We might not have any evidence that the Eagles are pursuing the best-case scenario, but we also haven’t heard anything that suggests that they aren’t. Give the hyperventilatory nature of the discourse on quarterbacks in our fair city — and the lack of faith in an increasingly dysfunctional Eagles organization — it’s no surprise that people have interpreted the smoke signals in a less-than-charitable manner. But I think we’ve established that Roseman and Lurie would be acting in their best interests by doing everything possible to give Wentz the sense that they view him as their future starter at quarterback. In which case, what does it really tell us if they are creating such an impression through the media?
Roseman has had success with this sort of thing before. Five years ago, he signed Sam Bradford to a contract that paid him starting-quarterback money while simultaneously attempting to draft Wentz. Like Wentz, Bradford was less than pleased when it became apparent what was happening. Unlike Wentz, he arrived at this realization with only a couple of months to go before training camp. The situations aren’t identical, but Roseman’s Bradford manipulations do show that he doesn’t mind trying to have his cake and eat it too.
They also show what the Eagles stand to gain by convincing Wentz that his future within the organization is, at the very least, within his control. Even if they are skeptical that Wentz can beat out Hurts, they aren’t operating in bad faith by allowing him to think that he can. In reality, they probably don’t know for sure. It simply makes sense to give Wentz every opportunity show that he can fix the mechanical things that need fixing, that his issues with Pederson were a matter of fit rather than personality flaw, that a different coach can create a scheme that enables him to thrive. Even if they end up concluding that Hurts is the better choice for the long run, Wentz’s trade value can only improve between now and August, when there will be plenty of rosters that do not have Hurts or anything close. The Eagles will have more cap flexibility to accommodate a trade or release. It just makes sense.
If you’re skeptical they can make it work, well, you should be. The organization would be doing a disservice to Hurts to pretend like there is a competition if they have already decided that he is their future.

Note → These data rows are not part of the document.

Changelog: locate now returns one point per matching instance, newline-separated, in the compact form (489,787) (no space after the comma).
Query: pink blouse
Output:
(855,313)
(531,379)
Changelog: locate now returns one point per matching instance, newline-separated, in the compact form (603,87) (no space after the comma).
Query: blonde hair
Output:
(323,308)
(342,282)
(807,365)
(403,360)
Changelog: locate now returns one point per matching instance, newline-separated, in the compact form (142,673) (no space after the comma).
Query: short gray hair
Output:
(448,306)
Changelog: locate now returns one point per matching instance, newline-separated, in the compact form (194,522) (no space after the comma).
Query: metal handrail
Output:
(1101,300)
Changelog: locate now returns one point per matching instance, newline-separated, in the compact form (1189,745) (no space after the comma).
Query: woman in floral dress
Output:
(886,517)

They would be introducing the potential for locker room dysfunction before the season even starts. They would be saddling their new coach with a headache that will dominate the attention his team.
At the same time, it makes sense to eliminate every ounce of doubt when you are thinking about getting rid of a quarterback who is still in his 20s and, before this season, was widely regarded as a legitimate NFL starter. Nothing that we saw from Hurts says he is can’t miss. At the very least, give the new coach some time with Wentz, and Wentz some time with the new coach, and make your decisions from there. Nothing about the situation is ideal. But the Eagles don’t really have any other choices.